В свое время я уничтожил в исполкоме советский порядок, по которому чиновник, дорожащий своим креслом, отбывал сверх рабочего дня хотя бы полчаса.
Так было заведено на производстве, а производство и советская власть – синонимы, близнецы-братья. Производить всегда, производить везде, до дней последних… и так далее. Вот лозунг наш… и так далее.
Вот и допроизводились. Настал день, когда от нашего замечательного производства остались рожки да ножки. И я не слишком о том печалуюсь. Потому что умерло то, что было хило, так сказать, нежизнеспособно. Рынок выбраковал. Такой у нас нынче лозунг.

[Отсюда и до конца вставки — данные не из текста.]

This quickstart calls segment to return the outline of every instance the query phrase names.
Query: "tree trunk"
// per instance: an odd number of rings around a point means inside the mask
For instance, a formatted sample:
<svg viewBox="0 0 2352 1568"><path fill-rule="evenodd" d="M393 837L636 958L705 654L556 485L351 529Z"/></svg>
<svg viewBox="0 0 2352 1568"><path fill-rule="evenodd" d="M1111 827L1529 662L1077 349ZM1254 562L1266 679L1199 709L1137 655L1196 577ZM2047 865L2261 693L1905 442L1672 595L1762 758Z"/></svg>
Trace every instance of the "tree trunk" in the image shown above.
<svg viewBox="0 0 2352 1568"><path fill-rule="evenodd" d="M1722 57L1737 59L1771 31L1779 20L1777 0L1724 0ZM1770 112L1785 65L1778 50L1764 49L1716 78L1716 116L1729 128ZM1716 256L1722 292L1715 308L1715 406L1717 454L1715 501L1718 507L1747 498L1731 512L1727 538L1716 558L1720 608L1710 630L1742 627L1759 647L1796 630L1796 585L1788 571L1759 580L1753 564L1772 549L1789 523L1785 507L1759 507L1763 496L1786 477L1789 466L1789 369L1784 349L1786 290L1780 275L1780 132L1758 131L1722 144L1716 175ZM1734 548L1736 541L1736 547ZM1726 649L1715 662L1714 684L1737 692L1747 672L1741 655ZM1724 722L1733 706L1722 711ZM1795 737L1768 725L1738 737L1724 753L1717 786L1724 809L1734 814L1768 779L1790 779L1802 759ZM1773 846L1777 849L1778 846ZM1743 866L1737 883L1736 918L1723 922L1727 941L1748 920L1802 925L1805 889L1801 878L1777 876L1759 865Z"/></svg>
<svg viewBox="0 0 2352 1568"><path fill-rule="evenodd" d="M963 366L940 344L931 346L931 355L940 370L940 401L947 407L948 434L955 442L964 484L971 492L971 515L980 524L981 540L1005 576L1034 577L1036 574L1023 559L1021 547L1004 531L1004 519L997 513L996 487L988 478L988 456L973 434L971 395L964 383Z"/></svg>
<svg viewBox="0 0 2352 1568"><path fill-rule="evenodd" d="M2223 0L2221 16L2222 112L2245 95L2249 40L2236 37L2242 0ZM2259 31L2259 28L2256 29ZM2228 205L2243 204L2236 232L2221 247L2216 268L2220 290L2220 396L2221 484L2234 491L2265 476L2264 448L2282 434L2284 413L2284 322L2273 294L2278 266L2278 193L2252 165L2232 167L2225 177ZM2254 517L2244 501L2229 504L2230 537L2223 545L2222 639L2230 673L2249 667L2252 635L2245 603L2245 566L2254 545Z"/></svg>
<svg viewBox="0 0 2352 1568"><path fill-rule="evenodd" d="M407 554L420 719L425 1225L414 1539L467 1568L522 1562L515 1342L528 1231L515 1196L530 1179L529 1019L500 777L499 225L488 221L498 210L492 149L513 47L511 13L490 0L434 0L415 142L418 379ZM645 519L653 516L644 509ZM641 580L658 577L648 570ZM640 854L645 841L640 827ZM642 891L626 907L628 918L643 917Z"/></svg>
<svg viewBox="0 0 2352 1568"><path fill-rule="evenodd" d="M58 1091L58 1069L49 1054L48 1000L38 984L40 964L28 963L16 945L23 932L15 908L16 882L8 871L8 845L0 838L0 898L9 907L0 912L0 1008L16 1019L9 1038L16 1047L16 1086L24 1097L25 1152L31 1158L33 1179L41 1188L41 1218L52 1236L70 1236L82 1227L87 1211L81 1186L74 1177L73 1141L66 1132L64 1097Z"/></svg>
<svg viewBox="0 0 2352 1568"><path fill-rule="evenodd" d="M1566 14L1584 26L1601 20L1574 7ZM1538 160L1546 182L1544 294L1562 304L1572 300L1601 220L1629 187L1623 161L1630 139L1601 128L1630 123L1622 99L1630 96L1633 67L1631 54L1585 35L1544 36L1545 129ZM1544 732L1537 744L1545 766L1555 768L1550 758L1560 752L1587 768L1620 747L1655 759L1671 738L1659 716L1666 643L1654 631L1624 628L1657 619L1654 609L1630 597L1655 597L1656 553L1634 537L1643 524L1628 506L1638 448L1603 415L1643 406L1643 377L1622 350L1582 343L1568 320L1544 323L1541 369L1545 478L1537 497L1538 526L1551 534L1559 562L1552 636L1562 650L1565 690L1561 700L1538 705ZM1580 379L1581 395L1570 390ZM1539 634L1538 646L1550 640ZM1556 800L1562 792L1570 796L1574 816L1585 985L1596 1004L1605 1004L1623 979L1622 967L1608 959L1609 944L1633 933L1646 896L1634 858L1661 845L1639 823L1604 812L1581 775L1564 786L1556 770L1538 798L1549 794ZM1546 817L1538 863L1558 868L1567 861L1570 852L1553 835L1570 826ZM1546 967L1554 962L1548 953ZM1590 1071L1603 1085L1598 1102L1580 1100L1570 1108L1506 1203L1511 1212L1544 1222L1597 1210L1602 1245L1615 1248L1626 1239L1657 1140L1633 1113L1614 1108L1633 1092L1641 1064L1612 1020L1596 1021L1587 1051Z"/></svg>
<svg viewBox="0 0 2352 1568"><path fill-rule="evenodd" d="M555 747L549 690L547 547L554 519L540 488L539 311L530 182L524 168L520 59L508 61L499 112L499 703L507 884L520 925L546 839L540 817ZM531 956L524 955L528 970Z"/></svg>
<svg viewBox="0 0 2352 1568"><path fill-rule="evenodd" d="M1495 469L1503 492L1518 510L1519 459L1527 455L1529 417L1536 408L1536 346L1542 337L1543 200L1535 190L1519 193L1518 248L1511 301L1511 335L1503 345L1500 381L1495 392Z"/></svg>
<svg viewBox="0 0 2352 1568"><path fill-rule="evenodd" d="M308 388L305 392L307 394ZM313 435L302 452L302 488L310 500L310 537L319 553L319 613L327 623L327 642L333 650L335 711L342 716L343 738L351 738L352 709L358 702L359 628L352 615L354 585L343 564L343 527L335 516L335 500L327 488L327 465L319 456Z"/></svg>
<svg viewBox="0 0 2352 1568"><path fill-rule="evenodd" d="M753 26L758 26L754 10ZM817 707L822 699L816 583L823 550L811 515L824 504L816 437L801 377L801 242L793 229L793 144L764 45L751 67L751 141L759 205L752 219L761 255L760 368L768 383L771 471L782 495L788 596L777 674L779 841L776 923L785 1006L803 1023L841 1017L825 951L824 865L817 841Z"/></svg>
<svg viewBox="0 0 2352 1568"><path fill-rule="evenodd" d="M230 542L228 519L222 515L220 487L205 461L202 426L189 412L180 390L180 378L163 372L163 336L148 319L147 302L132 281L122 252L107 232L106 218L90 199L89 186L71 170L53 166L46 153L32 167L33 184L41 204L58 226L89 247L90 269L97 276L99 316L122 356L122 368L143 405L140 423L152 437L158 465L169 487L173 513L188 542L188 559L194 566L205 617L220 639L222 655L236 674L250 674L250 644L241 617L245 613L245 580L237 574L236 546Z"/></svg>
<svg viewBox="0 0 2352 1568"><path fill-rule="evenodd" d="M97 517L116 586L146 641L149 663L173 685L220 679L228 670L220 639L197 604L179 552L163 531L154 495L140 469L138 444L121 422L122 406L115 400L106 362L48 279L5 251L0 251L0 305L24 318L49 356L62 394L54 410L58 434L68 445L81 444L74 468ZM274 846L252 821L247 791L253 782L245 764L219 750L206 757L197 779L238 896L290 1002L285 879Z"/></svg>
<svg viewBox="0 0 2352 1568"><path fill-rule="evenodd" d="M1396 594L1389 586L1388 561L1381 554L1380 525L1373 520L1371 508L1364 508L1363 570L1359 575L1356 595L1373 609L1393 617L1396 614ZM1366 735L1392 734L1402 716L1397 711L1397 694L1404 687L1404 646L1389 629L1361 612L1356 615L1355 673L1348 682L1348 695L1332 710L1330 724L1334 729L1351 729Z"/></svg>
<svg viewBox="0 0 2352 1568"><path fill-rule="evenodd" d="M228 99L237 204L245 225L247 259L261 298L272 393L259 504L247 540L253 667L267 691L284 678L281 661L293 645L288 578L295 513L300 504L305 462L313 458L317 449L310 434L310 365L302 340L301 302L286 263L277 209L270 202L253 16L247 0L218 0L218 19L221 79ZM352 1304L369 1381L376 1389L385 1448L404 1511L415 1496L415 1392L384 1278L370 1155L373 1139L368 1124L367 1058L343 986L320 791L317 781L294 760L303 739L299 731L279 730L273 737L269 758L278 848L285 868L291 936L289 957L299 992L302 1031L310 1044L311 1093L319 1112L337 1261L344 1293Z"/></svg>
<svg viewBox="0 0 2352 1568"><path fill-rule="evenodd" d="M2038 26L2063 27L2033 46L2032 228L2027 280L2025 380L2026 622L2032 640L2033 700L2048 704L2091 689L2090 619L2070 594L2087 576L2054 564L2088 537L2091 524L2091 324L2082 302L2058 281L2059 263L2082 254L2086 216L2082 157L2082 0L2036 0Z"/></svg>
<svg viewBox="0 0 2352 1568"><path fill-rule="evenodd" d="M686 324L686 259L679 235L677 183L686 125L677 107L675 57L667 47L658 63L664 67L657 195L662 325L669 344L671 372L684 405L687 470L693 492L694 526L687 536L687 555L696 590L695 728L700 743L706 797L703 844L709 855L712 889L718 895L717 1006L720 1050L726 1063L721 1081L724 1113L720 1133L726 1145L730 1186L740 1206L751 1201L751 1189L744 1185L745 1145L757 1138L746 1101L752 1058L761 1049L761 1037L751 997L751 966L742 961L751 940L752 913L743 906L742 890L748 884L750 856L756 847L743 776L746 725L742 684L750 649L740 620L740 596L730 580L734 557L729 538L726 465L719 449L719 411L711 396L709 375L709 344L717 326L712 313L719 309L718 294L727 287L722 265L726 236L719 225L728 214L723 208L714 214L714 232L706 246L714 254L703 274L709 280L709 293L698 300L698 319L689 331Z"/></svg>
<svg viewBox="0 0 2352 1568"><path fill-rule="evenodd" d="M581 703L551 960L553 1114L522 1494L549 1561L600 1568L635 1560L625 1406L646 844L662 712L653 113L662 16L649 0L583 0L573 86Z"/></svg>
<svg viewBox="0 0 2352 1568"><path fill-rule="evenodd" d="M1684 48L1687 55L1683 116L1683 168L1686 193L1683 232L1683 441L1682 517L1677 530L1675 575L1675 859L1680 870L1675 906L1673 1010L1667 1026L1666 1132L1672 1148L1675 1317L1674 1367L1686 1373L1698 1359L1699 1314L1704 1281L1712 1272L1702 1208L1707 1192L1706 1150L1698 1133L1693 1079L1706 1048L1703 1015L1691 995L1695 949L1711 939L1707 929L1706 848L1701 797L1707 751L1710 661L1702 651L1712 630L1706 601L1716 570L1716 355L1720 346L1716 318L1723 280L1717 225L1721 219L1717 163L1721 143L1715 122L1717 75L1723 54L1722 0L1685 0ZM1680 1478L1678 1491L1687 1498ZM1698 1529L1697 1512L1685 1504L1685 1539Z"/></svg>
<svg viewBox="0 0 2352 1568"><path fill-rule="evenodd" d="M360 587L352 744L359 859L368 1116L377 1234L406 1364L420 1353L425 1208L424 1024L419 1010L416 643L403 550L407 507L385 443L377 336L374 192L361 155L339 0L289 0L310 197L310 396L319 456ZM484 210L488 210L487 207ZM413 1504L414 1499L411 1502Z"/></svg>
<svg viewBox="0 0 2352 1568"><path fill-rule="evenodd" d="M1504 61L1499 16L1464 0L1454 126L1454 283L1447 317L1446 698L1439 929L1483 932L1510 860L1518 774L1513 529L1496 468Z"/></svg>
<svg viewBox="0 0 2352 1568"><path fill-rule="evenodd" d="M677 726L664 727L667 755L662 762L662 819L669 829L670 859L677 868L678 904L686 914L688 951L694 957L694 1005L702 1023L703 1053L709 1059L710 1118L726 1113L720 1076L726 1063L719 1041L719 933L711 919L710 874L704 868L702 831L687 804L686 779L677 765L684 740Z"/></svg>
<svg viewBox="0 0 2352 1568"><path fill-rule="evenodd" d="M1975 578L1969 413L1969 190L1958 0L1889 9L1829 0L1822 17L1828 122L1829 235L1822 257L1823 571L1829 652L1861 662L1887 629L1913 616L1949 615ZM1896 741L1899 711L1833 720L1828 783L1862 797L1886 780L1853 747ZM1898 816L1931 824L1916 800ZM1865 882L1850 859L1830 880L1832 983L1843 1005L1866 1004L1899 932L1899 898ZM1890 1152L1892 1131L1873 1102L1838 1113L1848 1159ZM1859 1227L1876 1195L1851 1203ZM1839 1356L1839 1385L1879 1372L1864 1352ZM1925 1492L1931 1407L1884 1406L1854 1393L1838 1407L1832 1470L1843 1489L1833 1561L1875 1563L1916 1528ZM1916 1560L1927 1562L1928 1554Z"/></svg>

Так вот, на советском заводе или в каком-нибудь КБ тому, кто рассчитывал на карьеру, уходить с работы вовремя – дурной тон. Не то, чтобы первый отдел брал на карандаш, – но традиция такая, атмосфера такая – так было.
А теперь – нет особой нужды без толку просиживать штаны в исполкомовских кабинетах, тем более – за ту смешную зарплату, которую мы способны платить. И как только я дал понять, что никто не выиграет от показного рвения, кабинеты стали пустеть через минуту после того, как пробьют часы на площади.